Card name: Madam Malkin’s Robes
Illustrator: Greg Hildebrandt
The illustration that we see for Madam Malkin’s Robes is one that has been used before in other promotional materials for the Harry Potter TCG, in addition to this card. The rivalry between the two students, Harry and Draco, is a perfect set up for how we expect them to behave when engaging in the mundane robe fitting for school. They are both annoyed to have run into each other, their attitudes are bursting from their posture with arms folded. Additionally, the playful illustration of Madame Malkin‘s attire adds a cool element to the fierce and fiery tension that is building in the scene.
ADVENTURES AT HOGWARTS
Card name: Midnight Duel
Illustrator: Ken Steacy
One of my favorite lustrations that comes straight from chapter 9 in Philosopher’s Stone. “The Midnight Dual” is one of the greatest adventures that Harry and his friends embark on in the first book where Draco challenges Harry to a wizard duel and Harry, not wanting to be seen as a coward, heads off to meet Draco. Harry fails to realize that Draco has told Filch of his Midnight wander of the castle in hopes that he is caught and expelled. With Ron, Hermione and Neville following in Harry’s wake, they head off into the Forbidden Corridor where they are face-to face with Fluffy, the three headed dog. I love in this imagery that Harry can show his strength and resilience while we see Neville crouching behind Harry in the background. Hermione and Ron are gazing up at the scene with nervousness in their eyes but it’s clear that this won’t be their last adventure together. The details of the trophies behind them, their school robes and everlasting friendship in this image can make any fan of this scene jealous that they weren’t standing next to Harry, wands out.
CHAMBER OF SECRETS
Card name: The Burrow
Illustrator: Dennis Calero
The rich saturation of color that is painted in the each of these details for The Burrow creates intrigue and a desire to study the fine details of this piece. There is always something happening at the Weasleys beloved home and we can see this in the illumination casted in each window, on all levels of the house. When I look at this image, I can imagine Molly cooking in the kitchen while the twins are upstairs playing some joke on Ron and Ginni preparing her outfit for the next morning. This image breathes life into a house that is so full of life on its own. It’s quirky twists and turns show just how magical the family is who inhabit it.

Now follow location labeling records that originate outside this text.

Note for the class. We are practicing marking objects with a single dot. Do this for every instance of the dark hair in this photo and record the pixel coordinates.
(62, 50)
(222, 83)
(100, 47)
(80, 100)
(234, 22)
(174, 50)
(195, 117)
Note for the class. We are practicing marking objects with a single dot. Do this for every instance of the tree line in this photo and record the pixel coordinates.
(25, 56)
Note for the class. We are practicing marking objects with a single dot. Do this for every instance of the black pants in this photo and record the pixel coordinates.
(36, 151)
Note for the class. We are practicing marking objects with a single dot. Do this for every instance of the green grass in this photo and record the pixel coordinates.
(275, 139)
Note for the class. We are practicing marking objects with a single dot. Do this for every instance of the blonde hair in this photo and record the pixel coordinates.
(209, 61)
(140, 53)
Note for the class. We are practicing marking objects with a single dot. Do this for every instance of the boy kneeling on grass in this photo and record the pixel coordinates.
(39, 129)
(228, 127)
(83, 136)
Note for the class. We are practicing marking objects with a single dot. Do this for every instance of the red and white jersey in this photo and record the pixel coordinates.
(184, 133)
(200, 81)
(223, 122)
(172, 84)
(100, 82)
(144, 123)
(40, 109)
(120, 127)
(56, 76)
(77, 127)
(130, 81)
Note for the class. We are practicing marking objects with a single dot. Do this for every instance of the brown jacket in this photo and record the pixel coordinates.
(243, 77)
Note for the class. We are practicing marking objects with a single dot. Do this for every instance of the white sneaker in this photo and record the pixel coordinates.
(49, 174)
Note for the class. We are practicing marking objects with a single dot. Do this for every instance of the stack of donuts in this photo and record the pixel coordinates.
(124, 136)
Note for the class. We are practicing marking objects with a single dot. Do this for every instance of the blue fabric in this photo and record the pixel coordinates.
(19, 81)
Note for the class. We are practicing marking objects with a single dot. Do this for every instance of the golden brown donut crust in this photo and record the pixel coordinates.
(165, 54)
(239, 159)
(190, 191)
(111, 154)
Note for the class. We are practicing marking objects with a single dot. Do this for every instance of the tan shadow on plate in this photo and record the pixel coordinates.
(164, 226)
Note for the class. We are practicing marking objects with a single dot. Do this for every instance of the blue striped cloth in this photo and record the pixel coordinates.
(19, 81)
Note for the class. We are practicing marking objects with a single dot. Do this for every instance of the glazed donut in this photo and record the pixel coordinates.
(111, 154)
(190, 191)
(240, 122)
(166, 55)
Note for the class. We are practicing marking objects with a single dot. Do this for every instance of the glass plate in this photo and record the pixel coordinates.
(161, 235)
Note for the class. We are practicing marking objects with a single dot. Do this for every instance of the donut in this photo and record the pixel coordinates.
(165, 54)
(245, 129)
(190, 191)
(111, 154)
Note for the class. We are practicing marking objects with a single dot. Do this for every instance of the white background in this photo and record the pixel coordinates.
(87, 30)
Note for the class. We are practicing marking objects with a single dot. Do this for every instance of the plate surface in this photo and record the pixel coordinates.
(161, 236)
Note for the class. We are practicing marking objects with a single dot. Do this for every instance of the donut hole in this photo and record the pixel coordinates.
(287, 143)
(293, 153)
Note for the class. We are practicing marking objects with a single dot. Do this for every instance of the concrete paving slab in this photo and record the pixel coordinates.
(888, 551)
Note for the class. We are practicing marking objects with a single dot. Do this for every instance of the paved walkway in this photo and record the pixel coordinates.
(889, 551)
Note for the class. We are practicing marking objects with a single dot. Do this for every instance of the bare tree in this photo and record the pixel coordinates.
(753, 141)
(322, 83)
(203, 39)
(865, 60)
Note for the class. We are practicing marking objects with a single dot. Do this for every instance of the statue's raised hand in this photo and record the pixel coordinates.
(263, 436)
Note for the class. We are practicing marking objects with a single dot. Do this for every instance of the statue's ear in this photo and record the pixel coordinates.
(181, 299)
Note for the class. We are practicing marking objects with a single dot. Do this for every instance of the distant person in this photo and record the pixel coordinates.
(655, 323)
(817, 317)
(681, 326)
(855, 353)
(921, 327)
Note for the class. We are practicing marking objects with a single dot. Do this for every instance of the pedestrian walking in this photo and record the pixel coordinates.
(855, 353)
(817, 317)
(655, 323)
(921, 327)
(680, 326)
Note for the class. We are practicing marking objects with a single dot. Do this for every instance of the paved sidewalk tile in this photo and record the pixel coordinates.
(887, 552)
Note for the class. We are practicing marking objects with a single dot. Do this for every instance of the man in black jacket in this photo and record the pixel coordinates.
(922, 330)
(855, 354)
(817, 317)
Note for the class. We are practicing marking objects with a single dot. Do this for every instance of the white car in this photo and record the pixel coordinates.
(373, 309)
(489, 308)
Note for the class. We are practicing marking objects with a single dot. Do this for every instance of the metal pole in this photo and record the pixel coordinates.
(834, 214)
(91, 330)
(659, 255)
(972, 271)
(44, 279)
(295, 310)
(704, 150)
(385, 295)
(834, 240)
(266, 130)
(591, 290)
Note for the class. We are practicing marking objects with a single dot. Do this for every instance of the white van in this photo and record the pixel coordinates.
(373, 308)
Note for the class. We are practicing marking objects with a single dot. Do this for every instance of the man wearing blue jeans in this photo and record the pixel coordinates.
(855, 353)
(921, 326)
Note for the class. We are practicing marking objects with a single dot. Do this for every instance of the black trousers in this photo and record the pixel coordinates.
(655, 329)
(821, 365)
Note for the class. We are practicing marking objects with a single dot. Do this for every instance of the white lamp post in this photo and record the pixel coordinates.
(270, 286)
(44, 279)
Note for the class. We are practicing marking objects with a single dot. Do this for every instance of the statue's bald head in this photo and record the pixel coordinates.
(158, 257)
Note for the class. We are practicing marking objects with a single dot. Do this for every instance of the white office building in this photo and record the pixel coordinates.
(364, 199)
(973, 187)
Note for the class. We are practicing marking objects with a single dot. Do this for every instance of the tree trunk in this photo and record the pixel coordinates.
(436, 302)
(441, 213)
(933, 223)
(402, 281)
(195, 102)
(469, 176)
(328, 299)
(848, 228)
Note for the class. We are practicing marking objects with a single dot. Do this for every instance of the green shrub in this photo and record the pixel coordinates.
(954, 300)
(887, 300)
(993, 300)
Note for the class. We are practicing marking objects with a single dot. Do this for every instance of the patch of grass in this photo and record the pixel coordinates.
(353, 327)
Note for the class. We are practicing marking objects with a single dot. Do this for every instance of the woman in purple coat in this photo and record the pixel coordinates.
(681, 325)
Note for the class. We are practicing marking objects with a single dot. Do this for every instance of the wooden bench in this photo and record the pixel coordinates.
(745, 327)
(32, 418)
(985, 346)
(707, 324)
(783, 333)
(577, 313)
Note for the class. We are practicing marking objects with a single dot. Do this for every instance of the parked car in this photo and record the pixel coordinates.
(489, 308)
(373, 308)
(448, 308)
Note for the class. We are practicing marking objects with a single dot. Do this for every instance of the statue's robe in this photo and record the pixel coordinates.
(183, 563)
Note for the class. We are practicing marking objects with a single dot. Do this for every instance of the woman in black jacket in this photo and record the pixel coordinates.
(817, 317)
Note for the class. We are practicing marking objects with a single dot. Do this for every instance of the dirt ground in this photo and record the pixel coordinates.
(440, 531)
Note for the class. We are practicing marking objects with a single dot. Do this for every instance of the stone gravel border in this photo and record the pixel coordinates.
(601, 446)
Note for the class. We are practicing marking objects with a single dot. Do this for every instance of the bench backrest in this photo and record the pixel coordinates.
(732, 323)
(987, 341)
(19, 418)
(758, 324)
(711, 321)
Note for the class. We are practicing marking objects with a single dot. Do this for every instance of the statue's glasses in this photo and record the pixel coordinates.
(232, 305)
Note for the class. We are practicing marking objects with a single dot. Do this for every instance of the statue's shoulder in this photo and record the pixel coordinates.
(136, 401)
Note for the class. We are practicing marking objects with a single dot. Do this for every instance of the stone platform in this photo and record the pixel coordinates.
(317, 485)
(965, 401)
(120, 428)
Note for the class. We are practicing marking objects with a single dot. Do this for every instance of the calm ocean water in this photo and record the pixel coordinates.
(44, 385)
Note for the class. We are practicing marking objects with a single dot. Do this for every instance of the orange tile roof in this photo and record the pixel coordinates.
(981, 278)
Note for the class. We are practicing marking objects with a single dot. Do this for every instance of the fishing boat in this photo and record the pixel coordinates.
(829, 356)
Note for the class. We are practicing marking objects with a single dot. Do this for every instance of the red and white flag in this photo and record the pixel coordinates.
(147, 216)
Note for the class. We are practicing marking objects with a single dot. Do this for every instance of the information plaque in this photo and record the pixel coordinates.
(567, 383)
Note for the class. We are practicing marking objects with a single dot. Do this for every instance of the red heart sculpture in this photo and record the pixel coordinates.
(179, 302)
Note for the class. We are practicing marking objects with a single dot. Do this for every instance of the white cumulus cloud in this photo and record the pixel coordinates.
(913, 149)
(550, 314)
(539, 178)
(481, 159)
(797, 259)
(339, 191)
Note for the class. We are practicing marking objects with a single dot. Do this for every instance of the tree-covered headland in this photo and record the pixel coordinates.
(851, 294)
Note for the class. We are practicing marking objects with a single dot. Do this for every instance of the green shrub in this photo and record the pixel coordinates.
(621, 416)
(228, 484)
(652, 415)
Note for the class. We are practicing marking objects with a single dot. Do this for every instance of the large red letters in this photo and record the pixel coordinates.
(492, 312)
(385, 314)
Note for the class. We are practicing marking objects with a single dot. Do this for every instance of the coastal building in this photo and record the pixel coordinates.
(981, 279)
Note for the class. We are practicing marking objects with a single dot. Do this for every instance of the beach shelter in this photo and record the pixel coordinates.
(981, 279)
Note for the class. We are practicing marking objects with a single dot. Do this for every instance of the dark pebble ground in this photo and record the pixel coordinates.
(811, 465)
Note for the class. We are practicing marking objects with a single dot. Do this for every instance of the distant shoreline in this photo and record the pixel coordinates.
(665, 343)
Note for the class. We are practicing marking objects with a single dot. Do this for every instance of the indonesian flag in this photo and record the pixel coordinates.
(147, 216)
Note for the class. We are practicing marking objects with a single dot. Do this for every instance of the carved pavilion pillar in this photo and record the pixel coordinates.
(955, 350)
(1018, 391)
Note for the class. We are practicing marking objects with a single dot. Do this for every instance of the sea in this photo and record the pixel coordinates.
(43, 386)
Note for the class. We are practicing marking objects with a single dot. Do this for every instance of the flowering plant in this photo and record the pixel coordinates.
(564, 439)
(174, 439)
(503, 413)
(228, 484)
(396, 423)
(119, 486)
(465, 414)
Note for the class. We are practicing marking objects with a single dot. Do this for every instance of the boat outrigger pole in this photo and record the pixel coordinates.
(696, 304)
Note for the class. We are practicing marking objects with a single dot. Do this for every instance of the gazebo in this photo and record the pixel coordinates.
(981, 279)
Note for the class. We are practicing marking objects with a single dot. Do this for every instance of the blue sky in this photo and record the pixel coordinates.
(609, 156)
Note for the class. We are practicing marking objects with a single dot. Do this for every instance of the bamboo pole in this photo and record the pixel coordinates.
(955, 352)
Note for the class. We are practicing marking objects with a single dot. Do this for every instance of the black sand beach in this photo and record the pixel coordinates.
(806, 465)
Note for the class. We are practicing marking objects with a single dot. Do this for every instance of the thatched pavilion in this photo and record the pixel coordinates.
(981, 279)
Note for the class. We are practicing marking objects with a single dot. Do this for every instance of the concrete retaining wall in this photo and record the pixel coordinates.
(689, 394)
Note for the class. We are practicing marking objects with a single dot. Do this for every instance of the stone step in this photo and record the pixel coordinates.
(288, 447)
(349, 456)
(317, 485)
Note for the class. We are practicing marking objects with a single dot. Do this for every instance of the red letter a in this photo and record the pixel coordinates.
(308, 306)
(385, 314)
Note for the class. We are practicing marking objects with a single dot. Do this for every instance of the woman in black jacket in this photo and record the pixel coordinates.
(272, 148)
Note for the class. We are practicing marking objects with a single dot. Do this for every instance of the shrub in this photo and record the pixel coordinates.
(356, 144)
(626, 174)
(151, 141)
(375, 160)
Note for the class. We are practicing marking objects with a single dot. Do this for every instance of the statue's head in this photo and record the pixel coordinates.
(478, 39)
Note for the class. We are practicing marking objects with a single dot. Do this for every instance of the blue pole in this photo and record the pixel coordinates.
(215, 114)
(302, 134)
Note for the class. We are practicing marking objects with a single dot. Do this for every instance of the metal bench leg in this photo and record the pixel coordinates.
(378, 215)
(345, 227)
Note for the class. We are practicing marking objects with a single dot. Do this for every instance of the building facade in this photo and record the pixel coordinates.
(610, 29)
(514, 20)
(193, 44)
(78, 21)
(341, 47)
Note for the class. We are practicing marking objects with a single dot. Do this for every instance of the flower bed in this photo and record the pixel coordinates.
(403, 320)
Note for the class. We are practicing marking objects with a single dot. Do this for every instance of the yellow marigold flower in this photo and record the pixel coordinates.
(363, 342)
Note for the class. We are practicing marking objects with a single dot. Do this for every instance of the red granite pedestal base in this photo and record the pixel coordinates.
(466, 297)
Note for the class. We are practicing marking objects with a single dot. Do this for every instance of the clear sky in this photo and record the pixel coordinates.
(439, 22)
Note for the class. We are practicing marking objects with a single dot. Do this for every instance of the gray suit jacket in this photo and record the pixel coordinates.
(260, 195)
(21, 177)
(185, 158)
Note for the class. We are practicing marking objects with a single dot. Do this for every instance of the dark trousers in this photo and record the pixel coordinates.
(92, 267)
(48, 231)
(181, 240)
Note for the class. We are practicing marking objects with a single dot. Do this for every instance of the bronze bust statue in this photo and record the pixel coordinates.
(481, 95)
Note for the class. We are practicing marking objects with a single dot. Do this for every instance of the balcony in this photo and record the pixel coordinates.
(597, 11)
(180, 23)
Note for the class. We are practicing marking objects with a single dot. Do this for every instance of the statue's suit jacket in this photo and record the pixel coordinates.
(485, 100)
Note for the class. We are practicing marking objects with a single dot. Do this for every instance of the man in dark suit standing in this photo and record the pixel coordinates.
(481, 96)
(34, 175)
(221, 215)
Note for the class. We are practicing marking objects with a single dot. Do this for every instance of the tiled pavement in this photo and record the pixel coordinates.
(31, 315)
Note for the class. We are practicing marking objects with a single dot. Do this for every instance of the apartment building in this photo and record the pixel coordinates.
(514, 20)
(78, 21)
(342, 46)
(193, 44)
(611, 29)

Compiling this list was extremely difficult to do, the art used for the Harry Potter TCG is something so stunning and unique. As I mentioned before, I could have this list go on for pages as there are so many great images used, but this is a good start. For those who are a fan of the HPTCG, be sure to take a few extra moments and gather the small details in each illustration, the artists worked tirelessly at ensuring that they stayed true to the sense and did a wonderful job at it.